Free Speech Handbook, a new nonfiction graphic novel, aims at helping teens and their teachers understand the First Amendment’s protections.
Read an excerpt here.

‘Municipal government can’t play music critic.’ Free Speech Center Director Ken Paulson says a South Carolina town’s new law requiring businesses to turn down music that includes “obscene, profane or vulgar language” is “clearly unconstitutional.”
The original request for the ordinance warned that such music “is inconsistent with the City’s identity as a family friendly and family oriented location.”
The American Civil Liberties Union’s on the case.

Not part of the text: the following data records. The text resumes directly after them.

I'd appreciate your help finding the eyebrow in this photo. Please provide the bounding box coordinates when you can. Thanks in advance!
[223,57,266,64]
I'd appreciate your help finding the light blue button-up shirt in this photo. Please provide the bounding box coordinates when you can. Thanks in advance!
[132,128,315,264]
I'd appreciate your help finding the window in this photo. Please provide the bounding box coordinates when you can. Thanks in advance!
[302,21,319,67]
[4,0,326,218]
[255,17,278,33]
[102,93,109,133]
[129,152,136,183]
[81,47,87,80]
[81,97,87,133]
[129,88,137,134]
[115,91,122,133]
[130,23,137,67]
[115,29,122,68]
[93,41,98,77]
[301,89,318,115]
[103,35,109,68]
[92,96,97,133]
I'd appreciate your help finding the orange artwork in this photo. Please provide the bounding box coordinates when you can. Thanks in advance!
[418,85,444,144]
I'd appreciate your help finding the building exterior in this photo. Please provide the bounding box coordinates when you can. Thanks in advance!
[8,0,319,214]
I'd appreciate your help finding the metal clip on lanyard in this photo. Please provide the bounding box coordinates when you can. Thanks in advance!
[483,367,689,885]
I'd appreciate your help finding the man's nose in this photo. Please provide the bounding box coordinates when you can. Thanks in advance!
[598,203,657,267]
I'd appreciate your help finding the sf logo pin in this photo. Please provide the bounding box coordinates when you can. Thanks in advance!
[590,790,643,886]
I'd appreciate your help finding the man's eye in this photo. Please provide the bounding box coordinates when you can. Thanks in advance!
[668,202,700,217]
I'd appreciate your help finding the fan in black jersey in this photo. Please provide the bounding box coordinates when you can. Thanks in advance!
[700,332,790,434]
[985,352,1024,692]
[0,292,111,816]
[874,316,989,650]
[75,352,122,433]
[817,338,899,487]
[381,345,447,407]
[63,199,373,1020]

Is Netflix’s movie recommendation system ‘free speech’? As it defends itself in a lawsuit filed by a family blaming the high school drama 13 Reasons Why for a teenager’s death, the company’s answer is yes.
A federal judge has dismissed satanists’ four-year-long free-speech fight to erect a monument in a Minnesota town’s veterans memorial park.

‘Qualified immunity robbed me of my shot at justice.’ A retired Arizona state forensic scientist warns that “if you work for the government, your superiors can’t be held financially responsible for ordering you to change your testimony and retaliating against you when you refuse.”
Law professor David L. Hudson Jr. analyzes the federal appeals court ruling in the case.